孫静と同居している、孫瑜の、まだ年若い妹たちが頬を赤らめて周瑜を出迎えた。
孫瑜が周瑜と話をしていると、茶だの何だのとやたらと声を掛けてくるので、
「おまえたち、私たちは大事な話をしているのだよ」
と穏やかに叱った。
孫静の妻は既に他界しており、家のことは娘達や息子たちの嫁が訪れてはおこなっていた。

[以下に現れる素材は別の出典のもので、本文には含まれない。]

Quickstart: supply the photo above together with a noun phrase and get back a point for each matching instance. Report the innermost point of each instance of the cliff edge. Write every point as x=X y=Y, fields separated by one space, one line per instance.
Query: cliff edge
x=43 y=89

それ故にこの家は女所代であり、この時も周郎様、周郎様、とたいへんな騒ぎであった。
「兄上のおっしゃるとおり、素敵な方ですわね」
「本当に、兄上より年長ですの?もっとお若くみえますわ」
次々に彼女らは周瑜と話したがるので、孫瑜は下がりなさい、と一括した。
「まあ、良いではありませんか。私は一向に構いませんよ」
そうにこやかな笑顔を向けられると、彼女らはまたポーッとなってしまう。
「本当に、公瑾に嫁がいなければうちのだれかを嫁がせたかったものだよ」
ろれつのまわらない口で言う孫静は、少し酒が回ってきたようだった。
「まあ、お父様。そのようなことになれば、女同士の諍いが起こりますわ」
妹たちはそう言って笑う。
「父上、そろそろ休まれた方がよろしいのでは」
「うむ・・・そうだな。では儂は先に休ませてもらう。おぬしらもほどほどにな」
周瑜と孫瑜が孫静を見送る。
「良いお父上ですね、仲異殿」
「ええ・・・まだまだ、私などはたしなめられてばかりおりますよ」
孫瑜は笑う。
孫瑜の妹が、二人の前の空いた酒瓶を片づけていく。
「ああ、そうだ。公瑾殿。いつぞやの笛、また聴かせてはいただけませぬか」
「あのようなへたくそなものでよろしければ」
「とんでもありません」
笛を受取り、周瑜がそれを吹き鳴らす。
孫瑜は、もの悲しいその音色にすっかり心を奪われてしまう。
「なんと典雅な音色だろう・・・」
「ええ、まことに」
「公瑾殿の音色はまことご自身を模しているかのように美しい」
「まあ・・・さすがに兄上は詩人でもいらっしゃること。本当にそうですわ」
そうして孫瑜とその妹たちはその夜のひとときを幻のように思いながら過ごすのであった。